London landlords test sales market as budget looms

Tom Bill, head of UK residential research at Knight Frank, looks at how proposed property tax hikes and stricter regulations may drive landlords from the market, tightening rental supply and pushing rents higher.

Related topics:  Landlords,  London,  Knight Frank
Tom Bill | Knight Frank
8th September 2025
To Let 925

The government reportedly wants to increase property taxes to help plug its £40 billion fiscal hole, but landlords have already demonstrated that such plans can have unintended consequences.

As a result of recent initiatives, some are leaving the sector, which has put upward pressure on rents.
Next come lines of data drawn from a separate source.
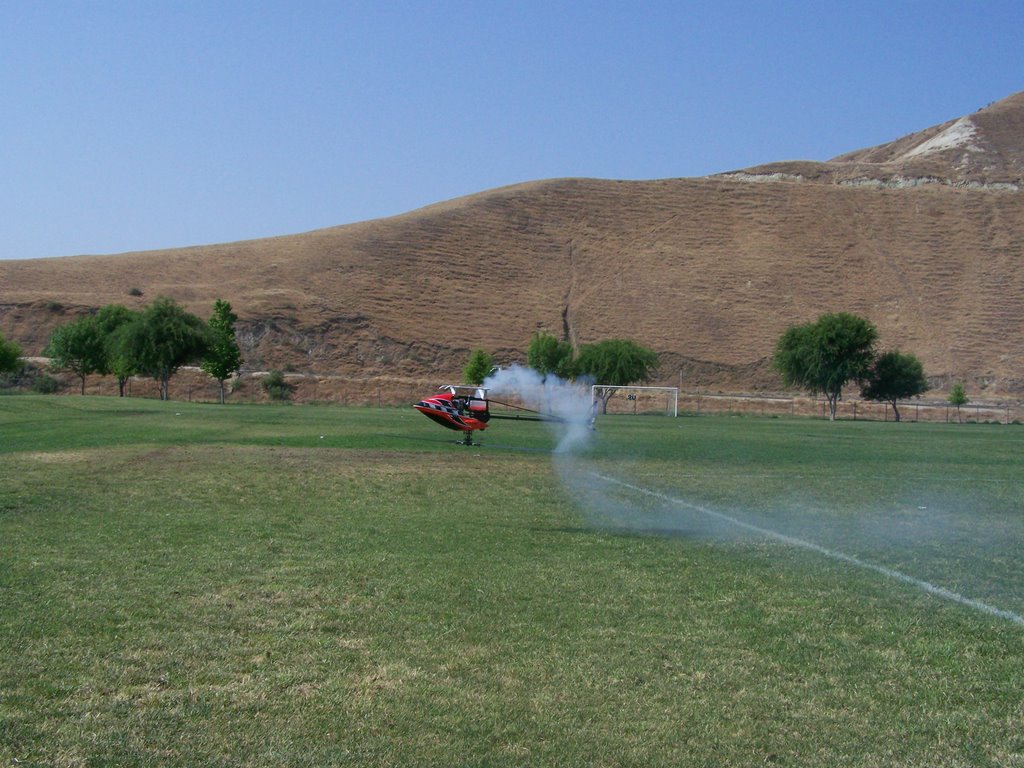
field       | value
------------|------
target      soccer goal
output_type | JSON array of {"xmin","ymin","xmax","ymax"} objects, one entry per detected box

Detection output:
[{"xmin": 591, "ymin": 385, "xmax": 679, "ymax": 417}]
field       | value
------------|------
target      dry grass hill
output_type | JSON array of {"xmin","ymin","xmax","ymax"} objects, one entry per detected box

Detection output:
[{"xmin": 2, "ymin": 92, "xmax": 1023, "ymax": 396}]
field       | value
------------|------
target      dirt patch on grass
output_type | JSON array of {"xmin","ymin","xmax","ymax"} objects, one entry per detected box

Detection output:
[{"xmin": 21, "ymin": 450, "xmax": 95, "ymax": 463}]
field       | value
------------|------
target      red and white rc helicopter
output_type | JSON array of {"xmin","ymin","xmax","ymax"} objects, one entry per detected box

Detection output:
[{"xmin": 413, "ymin": 385, "xmax": 565, "ymax": 446}]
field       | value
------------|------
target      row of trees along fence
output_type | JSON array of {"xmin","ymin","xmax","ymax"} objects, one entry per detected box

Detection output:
[
  {"xmin": 6, "ymin": 365, "xmax": 438, "ymax": 408},
  {"xmin": 42, "ymin": 297, "xmax": 241, "ymax": 402},
  {"xmin": 9, "ymin": 360, "xmax": 1020, "ymax": 424},
  {"xmin": 15, "ymin": 307, "xmax": 1020, "ymax": 423}
]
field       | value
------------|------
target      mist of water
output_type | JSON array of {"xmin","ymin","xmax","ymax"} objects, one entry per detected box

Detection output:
[
  {"xmin": 484, "ymin": 367, "xmax": 1022, "ymax": 626},
  {"xmin": 592, "ymin": 472, "xmax": 1024, "ymax": 626}
]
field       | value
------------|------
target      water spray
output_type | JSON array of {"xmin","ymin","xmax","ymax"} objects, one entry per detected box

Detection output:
[{"xmin": 593, "ymin": 471, "xmax": 1024, "ymax": 628}]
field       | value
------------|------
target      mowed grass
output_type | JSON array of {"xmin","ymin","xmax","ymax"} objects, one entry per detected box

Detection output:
[{"xmin": 1, "ymin": 396, "xmax": 1023, "ymax": 767}]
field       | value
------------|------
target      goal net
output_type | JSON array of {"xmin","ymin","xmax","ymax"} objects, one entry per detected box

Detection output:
[{"xmin": 591, "ymin": 385, "xmax": 679, "ymax": 417}]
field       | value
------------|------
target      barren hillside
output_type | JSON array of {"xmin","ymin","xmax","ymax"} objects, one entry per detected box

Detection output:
[{"xmin": 2, "ymin": 92, "xmax": 1023, "ymax": 394}]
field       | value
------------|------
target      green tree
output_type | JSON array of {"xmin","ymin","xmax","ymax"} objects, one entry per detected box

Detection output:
[
  {"xmin": 201, "ymin": 299, "xmax": 243, "ymax": 404},
  {"xmin": 527, "ymin": 331, "xmax": 575, "ymax": 380},
  {"xmin": 118, "ymin": 297, "xmax": 210, "ymax": 401},
  {"xmin": 96, "ymin": 305, "xmax": 139, "ymax": 396},
  {"xmin": 45, "ymin": 316, "xmax": 107, "ymax": 394},
  {"xmin": 0, "ymin": 332, "xmax": 22, "ymax": 374},
  {"xmin": 575, "ymin": 339, "xmax": 659, "ymax": 414},
  {"xmin": 860, "ymin": 350, "xmax": 929, "ymax": 422},
  {"xmin": 463, "ymin": 348, "xmax": 494, "ymax": 386},
  {"xmin": 948, "ymin": 382, "xmax": 969, "ymax": 423},
  {"xmin": 95, "ymin": 303, "xmax": 136, "ymax": 334},
  {"xmin": 773, "ymin": 313, "xmax": 877, "ymax": 421}
]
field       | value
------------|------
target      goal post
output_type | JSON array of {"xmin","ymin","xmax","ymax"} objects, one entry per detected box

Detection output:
[{"xmin": 591, "ymin": 385, "xmax": 679, "ymax": 417}]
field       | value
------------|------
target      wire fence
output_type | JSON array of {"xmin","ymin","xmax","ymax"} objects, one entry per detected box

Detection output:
[{"xmin": 677, "ymin": 391, "xmax": 1020, "ymax": 424}]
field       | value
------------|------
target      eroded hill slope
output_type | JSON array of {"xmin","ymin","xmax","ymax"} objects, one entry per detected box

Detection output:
[{"xmin": 2, "ymin": 93, "xmax": 1022, "ymax": 393}]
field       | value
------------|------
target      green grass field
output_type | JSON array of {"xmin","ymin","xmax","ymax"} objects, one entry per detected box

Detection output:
[{"xmin": 2, "ymin": 396, "xmax": 1023, "ymax": 766}]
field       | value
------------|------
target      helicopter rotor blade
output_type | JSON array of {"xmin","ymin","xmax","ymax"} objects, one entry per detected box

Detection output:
[{"xmin": 486, "ymin": 398, "xmax": 570, "ymax": 423}]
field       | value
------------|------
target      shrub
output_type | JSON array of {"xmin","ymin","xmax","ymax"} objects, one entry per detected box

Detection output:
[
  {"xmin": 32, "ymin": 374, "xmax": 62, "ymax": 394},
  {"xmin": 262, "ymin": 370, "xmax": 293, "ymax": 401},
  {"xmin": 0, "ymin": 332, "xmax": 22, "ymax": 375}
]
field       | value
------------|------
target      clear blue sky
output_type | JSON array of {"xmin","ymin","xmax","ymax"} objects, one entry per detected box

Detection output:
[{"xmin": 2, "ymin": 1, "xmax": 1021, "ymax": 260}]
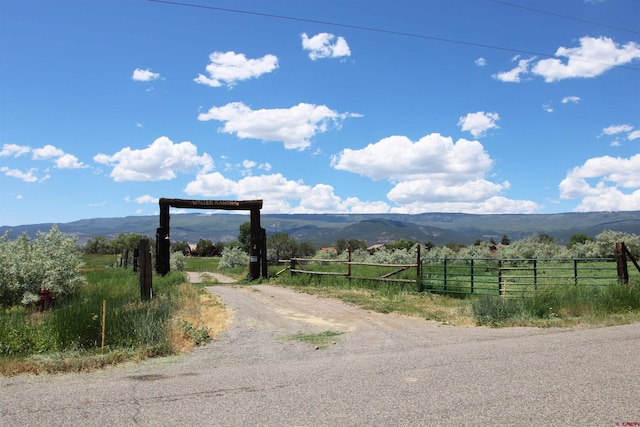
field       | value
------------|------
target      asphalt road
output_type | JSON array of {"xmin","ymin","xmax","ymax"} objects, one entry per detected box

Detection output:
[{"xmin": 1, "ymin": 285, "xmax": 639, "ymax": 426}]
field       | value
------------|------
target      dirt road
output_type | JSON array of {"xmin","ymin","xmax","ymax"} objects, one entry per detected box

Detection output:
[{"xmin": 1, "ymin": 284, "xmax": 639, "ymax": 426}]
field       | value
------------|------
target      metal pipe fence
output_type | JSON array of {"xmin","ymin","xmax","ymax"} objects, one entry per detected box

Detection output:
[{"xmin": 422, "ymin": 258, "xmax": 618, "ymax": 297}]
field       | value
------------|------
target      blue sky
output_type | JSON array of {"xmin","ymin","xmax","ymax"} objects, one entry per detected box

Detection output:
[{"xmin": 1, "ymin": 0, "xmax": 639, "ymax": 226}]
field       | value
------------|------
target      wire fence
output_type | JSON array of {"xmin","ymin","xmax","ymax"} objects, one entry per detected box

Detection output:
[
  {"xmin": 421, "ymin": 257, "xmax": 618, "ymax": 297},
  {"xmin": 286, "ymin": 242, "xmax": 639, "ymax": 297}
]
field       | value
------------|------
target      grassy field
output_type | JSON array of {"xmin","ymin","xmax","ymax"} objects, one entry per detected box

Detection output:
[{"xmin": 0, "ymin": 255, "xmax": 228, "ymax": 376}]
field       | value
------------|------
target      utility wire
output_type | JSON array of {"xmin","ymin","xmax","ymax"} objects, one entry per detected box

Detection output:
[
  {"xmin": 488, "ymin": 0, "xmax": 640, "ymax": 36},
  {"xmin": 148, "ymin": 0, "xmax": 640, "ymax": 72}
]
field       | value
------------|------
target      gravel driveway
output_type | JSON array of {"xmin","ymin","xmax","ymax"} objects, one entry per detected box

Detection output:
[{"xmin": 1, "ymin": 284, "xmax": 639, "ymax": 426}]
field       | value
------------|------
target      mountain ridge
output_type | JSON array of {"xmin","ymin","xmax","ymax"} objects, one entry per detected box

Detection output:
[{"xmin": 1, "ymin": 211, "xmax": 638, "ymax": 247}]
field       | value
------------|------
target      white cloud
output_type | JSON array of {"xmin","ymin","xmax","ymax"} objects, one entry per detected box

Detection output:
[
  {"xmin": 0, "ymin": 144, "xmax": 30, "ymax": 157},
  {"xmin": 494, "ymin": 37, "xmax": 640, "ymax": 83},
  {"xmin": 198, "ymin": 102, "xmax": 360, "ymax": 150},
  {"xmin": 194, "ymin": 51, "xmax": 278, "ymax": 88},
  {"xmin": 330, "ymin": 132, "xmax": 539, "ymax": 214},
  {"xmin": 54, "ymin": 153, "xmax": 85, "ymax": 169},
  {"xmin": 183, "ymin": 171, "xmax": 389, "ymax": 214},
  {"xmin": 475, "ymin": 57, "xmax": 486, "ymax": 67},
  {"xmin": 32, "ymin": 144, "xmax": 64, "ymax": 160},
  {"xmin": 561, "ymin": 96, "xmax": 581, "ymax": 104},
  {"xmin": 94, "ymin": 136, "xmax": 214, "ymax": 182},
  {"xmin": 559, "ymin": 154, "xmax": 640, "ymax": 211},
  {"xmin": 301, "ymin": 33, "xmax": 351, "ymax": 60},
  {"xmin": 132, "ymin": 68, "xmax": 161, "ymax": 82},
  {"xmin": 628, "ymin": 130, "xmax": 640, "ymax": 141},
  {"xmin": 10, "ymin": 144, "xmax": 87, "ymax": 169},
  {"xmin": 492, "ymin": 56, "xmax": 535, "ymax": 83},
  {"xmin": 602, "ymin": 124, "xmax": 633, "ymax": 136},
  {"xmin": 457, "ymin": 111, "xmax": 500, "ymax": 138},
  {"xmin": 533, "ymin": 36, "xmax": 640, "ymax": 82},
  {"xmin": 0, "ymin": 167, "xmax": 45, "ymax": 183},
  {"xmin": 135, "ymin": 195, "xmax": 158, "ymax": 204}
]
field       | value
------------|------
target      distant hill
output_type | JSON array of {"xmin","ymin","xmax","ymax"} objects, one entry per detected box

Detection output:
[{"xmin": 1, "ymin": 211, "xmax": 638, "ymax": 247}]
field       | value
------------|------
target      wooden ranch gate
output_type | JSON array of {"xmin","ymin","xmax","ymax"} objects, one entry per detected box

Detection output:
[{"xmin": 155, "ymin": 198, "xmax": 267, "ymax": 280}]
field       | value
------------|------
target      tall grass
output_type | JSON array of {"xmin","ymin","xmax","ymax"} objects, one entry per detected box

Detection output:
[
  {"xmin": 472, "ymin": 282, "xmax": 640, "ymax": 326},
  {"xmin": 0, "ymin": 268, "xmax": 185, "ymax": 358}
]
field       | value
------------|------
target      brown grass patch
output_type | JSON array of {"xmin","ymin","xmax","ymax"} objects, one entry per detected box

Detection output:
[{"xmin": 169, "ymin": 284, "xmax": 229, "ymax": 352}]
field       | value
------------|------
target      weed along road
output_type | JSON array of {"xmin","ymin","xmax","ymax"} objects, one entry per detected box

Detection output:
[{"xmin": 1, "ymin": 285, "xmax": 639, "ymax": 426}]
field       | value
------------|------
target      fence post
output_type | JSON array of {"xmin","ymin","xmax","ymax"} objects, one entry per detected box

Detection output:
[
  {"xmin": 533, "ymin": 259, "xmax": 537, "ymax": 291},
  {"xmin": 498, "ymin": 260, "xmax": 502, "ymax": 296},
  {"xmin": 347, "ymin": 244, "xmax": 352, "ymax": 278},
  {"xmin": 443, "ymin": 259, "xmax": 447, "ymax": 292},
  {"xmin": 470, "ymin": 259, "xmax": 475, "ymax": 295},
  {"xmin": 573, "ymin": 259, "xmax": 578, "ymax": 286},
  {"xmin": 416, "ymin": 245, "xmax": 423, "ymax": 292},
  {"xmin": 139, "ymin": 238, "xmax": 152, "ymax": 301},
  {"xmin": 615, "ymin": 242, "xmax": 629, "ymax": 285}
]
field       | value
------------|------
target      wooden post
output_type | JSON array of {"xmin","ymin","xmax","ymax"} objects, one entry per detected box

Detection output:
[
  {"xmin": 139, "ymin": 238, "xmax": 152, "ymax": 301},
  {"xmin": 347, "ymin": 244, "xmax": 352, "ymax": 278},
  {"xmin": 101, "ymin": 300, "xmax": 106, "ymax": 349},
  {"xmin": 416, "ymin": 245, "xmax": 423, "ymax": 292},
  {"xmin": 249, "ymin": 207, "xmax": 261, "ymax": 280},
  {"xmin": 470, "ymin": 258, "xmax": 474, "ymax": 295},
  {"xmin": 616, "ymin": 242, "xmax": 629, "ymax": 285}
]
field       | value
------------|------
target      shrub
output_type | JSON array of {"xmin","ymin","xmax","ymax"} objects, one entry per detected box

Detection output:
[
  {"xmin": 170, "ymin": 251, "xmax": 186, "ymax": 271},
  {"xmin": 219, "ymin": 246, "xmax": 248, "ymax": 269},
  {"xmin": 0, "ymin": 226, "xmax": 86, "ymax": 307}
]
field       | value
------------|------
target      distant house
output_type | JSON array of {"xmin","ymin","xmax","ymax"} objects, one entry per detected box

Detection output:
[
  {"xmin": 367, "ymin": 244, "xmax": 385, "ymax": 253},
  {"xmin": 321, "ymin": 247, "xmax": 337, "ymax": 252}
]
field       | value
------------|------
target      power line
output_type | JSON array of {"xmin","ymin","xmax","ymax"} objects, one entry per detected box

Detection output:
[
  {"xmin": 488, "ymin": 0, "xmax": 640, "ymax": 36},
  {"xmin": 148, "ymin": 0, "xmax": 640, "ymax": 72}
]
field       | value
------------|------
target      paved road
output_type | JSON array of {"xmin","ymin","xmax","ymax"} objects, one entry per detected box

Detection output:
[{"xmin": 1, "ymin": 285, "xmax": 639, "ymax": 426}]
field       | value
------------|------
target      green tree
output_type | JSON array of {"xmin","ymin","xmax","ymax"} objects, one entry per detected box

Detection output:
[
  {"xmin": 238, "ymin": 222, "xmax": 251, "ymax": 251},
  {"xmin": 171, "ymin": 240, "xmax": 191, "ymax": 255},
  {"xmin": 567, "ymin": 233, "xmax": 594, "ymax": 249},
  {"xmin": 84, "ymin": 236, "xmax": 110, "ymax": 254},
  {"xmin": 386, "ymin": 238, "xmax": 417, "ymax": 251},
  {"xmin": 195, "ymin": 238, "xmax": 215, "ymax": 257},
  {"xmin": 267, "ymin": 233, "xmax": 297, "ymax": 264},
  {"xmin": 500, "ymin": 235, "xmax": 511, "ymax": 246},
  {"xmin": 297, "ymin": 241, "xmax": 316, "ymax": 258}
]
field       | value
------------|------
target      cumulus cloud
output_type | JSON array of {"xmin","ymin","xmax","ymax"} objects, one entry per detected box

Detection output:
[
  {"xmin": 0, "ymin": 144, "xmax": 30, "ymax": 157},
  {"xmin": 494, "ymin": 36, "xmax": 640, "ymax": 83},
  {"xmin": 93, "ymin": 136, "xmax": 214, "ymax": 182},
  {"xmin": 198, "ymin": 102, "xmax": 360, "ymax": 150},
  {"xmin": 134, "ymin": 195, "xmax": 158, "ymax": 204},
  {"xmin": 301, "ymin": 33, "xmax": 351, "ymax": 60},
  {"xmin": 0, "ymin": 167, "xmax": 41, "ymax": 183},
  {"xmin": 184, "ymin": 171, "xmax": 388, "ymax": 214},
  {"xmin": 493, "ymin": 56, "xmax": 535, "ymax": 83},
  {"xmin": 132, "ymin": 68, "xmax": 161, "ymax": 81},
  {"xmin": 602, "ymin": 124, "xmax": 634, "ymax": 136},
  {"xmin": 1, "ymin": 143, "xmax": 85, "ymax": 172},
  {"xmin": 533, "ymin": 36, "xmax": 640, "ymax": 82},
  {"xmin": 330, "ymin": 133, "xmax": 540, "ymax": 214},
  {"xmin": 475, "ymin": 57, "xmax": 486, "ymax": 66},
  {"xmin": 561, "ymin": 96, "xmax": 581, "ymax": 104},
  {"xmin": 458, "ymin": 112, "xmax": 500, "ymax": 138},
  {"xmin": 194, "ymin": 51, "xmax": 278, "ymax": 88},
  {"xmin": 559, "ymin": 154, "xmax": 640, "ymax": 211}
]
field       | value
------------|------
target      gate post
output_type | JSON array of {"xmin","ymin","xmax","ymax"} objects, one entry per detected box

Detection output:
[
  {"xmin": 249, "ymin": 207, "xmax": 261, "ymax": 280},
  {"xmin": 616, "ymin": 242, "xmax": 629, "ymax": 285}
]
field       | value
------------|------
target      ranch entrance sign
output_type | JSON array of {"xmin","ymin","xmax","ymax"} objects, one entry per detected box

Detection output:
[{"xmin": 155, "ymin": 198, "xmax": 267, "ymax": 280}]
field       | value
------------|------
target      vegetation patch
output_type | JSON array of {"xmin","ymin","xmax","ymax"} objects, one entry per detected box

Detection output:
[{"xmin": 278, "ymin": 330, "xmax": 344, "ymax": 349}]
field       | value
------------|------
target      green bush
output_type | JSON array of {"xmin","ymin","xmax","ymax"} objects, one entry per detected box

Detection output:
[
  {"xmin": 0, "ymin": 226, "xmax": 86, "ymax": 307},
  {"xmin": 219, "ymin": 246, "xmax": 248, "ymax": 269}
]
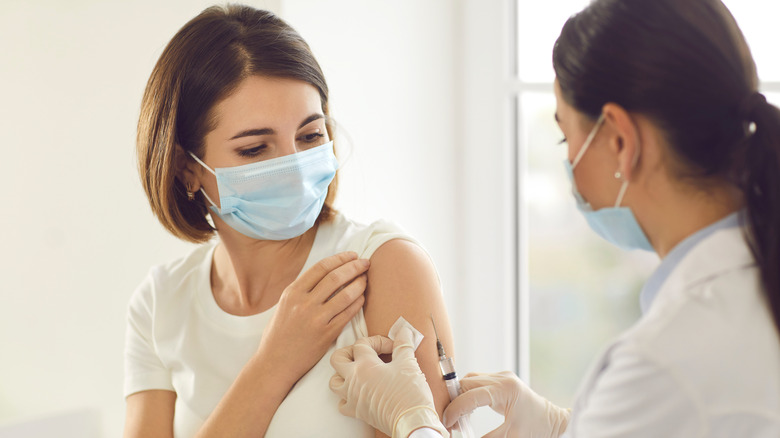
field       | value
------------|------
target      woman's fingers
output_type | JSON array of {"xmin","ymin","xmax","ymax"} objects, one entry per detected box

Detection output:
[
  {"xmin": 309, "ymin": 258, "xmax": 370, "ymax": 303},
  {"xmin": 326, "ymin": 289, "xmax": 365, "ymax": 334},
  {"xmin": 323, "ymin": 273, "xmax": 367, "ymax": 319},
  {"xmin": 264, "ymin": 253, "xmax": 371, "ymax": 372},
  {"xmin": 293, "ymin": 251, "xmax": 361, "ymax": 291}
]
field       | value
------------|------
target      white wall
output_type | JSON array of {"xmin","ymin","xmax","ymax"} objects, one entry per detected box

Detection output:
[
  {"xmin": 0, "ymin": 1, "xmax": 235, "ymax": 434},
  {"xmin": 281, "ymin": 0, "xmax": 461, "ymax": 345},
  {"xmin": 1, "ymin": 0, "xmax": 514, "ymax": 436}
]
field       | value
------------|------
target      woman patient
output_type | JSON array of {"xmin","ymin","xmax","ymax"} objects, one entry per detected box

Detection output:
[{"xmin": 122, "ymin": 4, "xmax": 454, "ymax": 438}]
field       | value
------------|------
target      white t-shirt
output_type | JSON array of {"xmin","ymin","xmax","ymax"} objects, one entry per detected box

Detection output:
[{"xmin": 124, "ymin": 213, "xmax": 418, "ymax": 438}]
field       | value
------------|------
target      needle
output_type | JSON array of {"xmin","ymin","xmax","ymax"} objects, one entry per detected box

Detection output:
[{"xmin": 431, "ymin": 314, "xmax": 446, "ymax": 359}]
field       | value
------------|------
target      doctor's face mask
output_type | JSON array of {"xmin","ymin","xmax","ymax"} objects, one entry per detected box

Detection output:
[
  {"xmin": 189, "ymin": 141, "xmax": 338, "ymax": 241},
  {"xmin": 562, "ymin": 114, "xmax": 653, "ymax": 251}
]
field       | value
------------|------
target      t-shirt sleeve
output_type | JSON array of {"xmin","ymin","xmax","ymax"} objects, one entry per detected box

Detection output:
[
  {"xmin": 123, "ymin": 271, "xmax": 174, "ymax": 398},
  {"xmin": 354, "ymin": 219, "xmax": 421, "ymax": 260}
]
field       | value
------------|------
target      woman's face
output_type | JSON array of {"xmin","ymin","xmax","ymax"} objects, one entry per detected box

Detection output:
[
  {"xmin": 193, "ymin": 75, "xmax": 330, "ymax": 208},
  {"xmin": 553, "ymin": 79, "xmax": 621, "ymax": 210}
]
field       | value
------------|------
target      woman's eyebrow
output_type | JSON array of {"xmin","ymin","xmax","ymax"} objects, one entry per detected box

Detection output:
[
  {"xmin": 229, "ymin": 113, "xmax": 325, "ymax": 140},
  {"xmin": 230, "ymin": 127, "xmax": 274, "ymax": 140},
  {"xmin": 298, "ymin": 113, "xmax": 324, "ymax": 129}
]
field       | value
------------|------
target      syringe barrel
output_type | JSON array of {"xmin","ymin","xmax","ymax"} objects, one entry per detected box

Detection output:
[
  {"xmin": 444, "ymin": 377, "xmax": 462, "ymax": 401},
  {"xmin": 440, "ymin": 357, "xmax": 463, "ymax": 401},
  {"xmin": 439, "ymin": 356, "xmax": 475, "ymax": 437},
  {"xmin": 438, "ymin": 357, "xmax": 457, "ymax": 379}
]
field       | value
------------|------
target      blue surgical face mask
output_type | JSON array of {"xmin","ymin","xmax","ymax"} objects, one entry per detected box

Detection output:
[
  {"xmin": 189, "ymin": 141, "xmax": 338, "ymax": 241},
  {"xmin": 563, "ymin": 114, "xmax": 654, "ymax": 252}
]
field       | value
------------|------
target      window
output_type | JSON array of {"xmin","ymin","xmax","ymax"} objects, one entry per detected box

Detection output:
[{"xmin": 514, "ymin": 0, "xmax": 780, "ymax": 406}]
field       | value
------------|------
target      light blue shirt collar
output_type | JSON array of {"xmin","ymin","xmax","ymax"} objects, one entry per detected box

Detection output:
[{"xmin": 639, "ymin": 211, "xmax": 742, "ymax": 314}]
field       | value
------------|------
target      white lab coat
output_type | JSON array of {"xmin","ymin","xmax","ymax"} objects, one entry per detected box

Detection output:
[{"xmin": 563, "ymin": 225, "xmax": 780, "ymax": 437}]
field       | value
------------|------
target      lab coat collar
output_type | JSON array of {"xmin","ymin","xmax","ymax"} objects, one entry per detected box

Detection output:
[{"xmin": 639, "ymin": 211, "xmax": 746, "ymax": 314}]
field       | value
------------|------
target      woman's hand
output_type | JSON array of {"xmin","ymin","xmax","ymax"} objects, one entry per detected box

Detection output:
[{"xmin": 257, "ymin": 251, "xmax": 370, "ymax": 383}]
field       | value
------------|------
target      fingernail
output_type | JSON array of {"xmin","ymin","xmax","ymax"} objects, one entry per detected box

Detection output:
[{"xmin": 360, "ymin": 259, "xmax": 370, "ymax": 268}]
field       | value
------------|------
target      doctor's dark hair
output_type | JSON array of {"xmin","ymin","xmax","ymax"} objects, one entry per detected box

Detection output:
[
  {"xmin": 553, "ymin": 0, "xmax": 780, "ymax": 336},
  {"xmin": 137, "ymin": 4, "xmax": 338, "ymax": 243}
]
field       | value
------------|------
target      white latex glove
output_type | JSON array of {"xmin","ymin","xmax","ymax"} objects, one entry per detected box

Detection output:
[
  {"xmin": 442, "ymin": 371, "xmax": 569, "ymax": 438},
  {"xmin": 329, "ymin": 329, "xmax": 449, "ymax": 438}
]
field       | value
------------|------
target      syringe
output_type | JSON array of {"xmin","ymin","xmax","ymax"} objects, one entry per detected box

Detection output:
[{"xmin": 431, "ymin": 315, "xmax": 475, "ymax": 438}]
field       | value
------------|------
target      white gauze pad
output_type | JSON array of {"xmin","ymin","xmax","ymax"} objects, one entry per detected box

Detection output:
[{"xmin": 387, "ymin": 316, "xmax": 424, "ymax": 351}]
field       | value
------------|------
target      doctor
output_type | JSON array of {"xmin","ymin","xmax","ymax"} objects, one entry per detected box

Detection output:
[{"xmin": 328, "ymin": 0, "xmax": 780, "ymax": 436}]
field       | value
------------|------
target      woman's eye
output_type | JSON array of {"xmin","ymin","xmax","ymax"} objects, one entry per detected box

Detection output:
[
  {"xmin": 300, "ymin": 132, "xmax": 325, "ymax": 143},
  {"xmin": 558, "ymin": 137, "xmax": 568, "ymax": 145},
  {"xmin": 237, "ymin": 145, "xmax": 266, "ymax": 157}
]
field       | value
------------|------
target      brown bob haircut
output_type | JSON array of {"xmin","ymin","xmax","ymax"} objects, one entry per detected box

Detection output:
[{"xmin": 137, "ymin": 4, "xmax": 338, "ymax": 243}]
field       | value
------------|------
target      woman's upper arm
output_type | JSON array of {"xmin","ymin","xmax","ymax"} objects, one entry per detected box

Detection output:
[
  {"xmin": 124, "ymin": 390, "xmax": 176, "ymax": 438},
  {"xmin": 363, "ymin": 239, "xmax": 455, "ymax": 425}
]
The first example of this is the Renter’s Rights Bill, which is designed to protect tenants but, from a landlord’s perspective, could also make regaining possession of a property more onerous and raise the risk of void periods.

Second, stricter green regulations mean that rented properties must have an EPC C rating by 2030, which will mean more upfront investment.

It is therefore not difficult to imagine the reaction of landlords when a proposal was floated last month to charge them national insurance on rental income.

As well as the harsh economic reality for tenants of lower supply, those landlords that stay may pass on such extra costs in other ways.

“Some landlords have been spooked and are looking to sell,” said David Mumby, head of prime central London lettings at Knight Frank. “If the muted sales market means they can’t achieve their asking price, a number will come back to lettings. And that could accelerate quite quickly if November’s Budget puts further pressure on the sales market.”

Despite the prospect of more landlords returning, the switch to sales has become more apparent in recent months. 

The number of new lettings properties coming to the London market in the year to August was 8% below the previous 12-month period, Knight Frank data shows.

Meanwhile, the equivalent change in properties on the sales market was +10%. Listings data in the capital from Rightmove paints a similar picture.

And as supply slips, rental value growth continues to hold firm.

Rents grew by an average of 2% in prime outer London in the year to August, which was the strongest figure since October 2024. An increase of 1.8% over a period of six months was the strongest such rise in 18 months.

Meanwhile, in prime central London, average rents rose by 1.5% over the year to August, which was the second-highest rise over the last 12 months.

Those drawing up the Budget and reportedly considering the National Insurance rise will hopefully remember the simple rule that if you tax an activity, you get less of it. If they don’t, it certainly won’t make life easier for tenants.